Wednesday, 20 May 2026

Book Review - Henry Lawson: the Man and the Legend by Manning Clark

 Henry Lawson: the Man and the Legend by Manning Clark

Melbourne: Melbourne University Press, 1995  (first published 1978 as In search of Henry Lawson)

ISBN 0522846955

There is no doubt that Henry Lawson is one of the formative figures in the great flowering of Australian literature that bloomed from the 1880s through to the early years of the Twentieth Century, and one of the writers to describe what it was like to actually live in Australia during this time, especially in the Bush.

His life in many ways was a long drawn out tragedy - the life of an alcoholic writer - early promise, a period of intense successful activity, and a long decline to an inevitable early death. Although their stories are different, the arc of Lawson's life is similar to other such writers such as Hemingway, Faulkner and Fitzgerald (You can read my review of The Thirsty Muse, which goes into detail about these three writers and others, here).

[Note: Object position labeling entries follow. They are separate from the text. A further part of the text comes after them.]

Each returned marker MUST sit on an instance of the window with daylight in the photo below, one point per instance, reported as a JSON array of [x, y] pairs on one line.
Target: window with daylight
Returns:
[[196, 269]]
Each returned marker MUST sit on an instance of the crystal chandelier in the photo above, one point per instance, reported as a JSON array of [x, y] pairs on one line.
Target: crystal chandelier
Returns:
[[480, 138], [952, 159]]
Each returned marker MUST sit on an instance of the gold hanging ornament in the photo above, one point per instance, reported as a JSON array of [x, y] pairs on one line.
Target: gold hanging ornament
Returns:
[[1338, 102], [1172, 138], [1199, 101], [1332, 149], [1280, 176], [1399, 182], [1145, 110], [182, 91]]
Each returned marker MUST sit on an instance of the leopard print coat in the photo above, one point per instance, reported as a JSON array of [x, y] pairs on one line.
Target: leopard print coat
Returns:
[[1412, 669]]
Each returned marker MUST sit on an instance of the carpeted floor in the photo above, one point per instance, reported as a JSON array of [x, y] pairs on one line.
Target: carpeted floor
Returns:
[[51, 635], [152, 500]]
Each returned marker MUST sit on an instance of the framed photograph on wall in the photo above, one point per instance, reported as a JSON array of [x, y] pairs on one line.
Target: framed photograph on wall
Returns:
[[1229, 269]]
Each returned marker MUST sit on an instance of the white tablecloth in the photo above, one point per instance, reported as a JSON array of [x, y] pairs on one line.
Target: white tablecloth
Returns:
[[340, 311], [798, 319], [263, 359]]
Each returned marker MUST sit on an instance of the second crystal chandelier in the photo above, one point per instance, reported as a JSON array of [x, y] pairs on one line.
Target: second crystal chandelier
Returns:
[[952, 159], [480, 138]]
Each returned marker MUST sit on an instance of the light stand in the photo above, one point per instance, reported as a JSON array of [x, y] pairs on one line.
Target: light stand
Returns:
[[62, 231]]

Lawson very much saw himself in his moments of grandeur as the voice of Australia, as did the author of this biography of him. Manning Clark saw himself as an oracular historian of our land, with his theories of "enlargers" and "straighteners" and a view of Australian history that was intensely nationalist. These views, aligned with Clark's orotund and florid prose style, mean that this book is at times lop-sided, more difficult to read than it needs to be, and conclusions reached that don't necessarily follow the known facts.

Firstly I have to address misogynism - not Lawson's, but Clark's. He consistently downplays or slurs the women in Lawson's life, particularly his mother Louisa. Louisa Lawson was a pioneer for the rights of women in Australia, a successful businesswoman, and a litterateur in her own right (there is a great biography of her written by Brian Matthews, which I have reviewed here), but Clark paints her as the ultimate straightener in Lawson's life. On the other hand, Clark praises Lawson's father, who was an itinerant drunk. He doesn't describe Lawson's wife Bertha in a kind light either, although she worked hard as she could for Henry and especially their children. It's very noticeable and very odd, and an indication that Clark has a particular story to he wishes to tell, rather than necessarily following where the story leads him.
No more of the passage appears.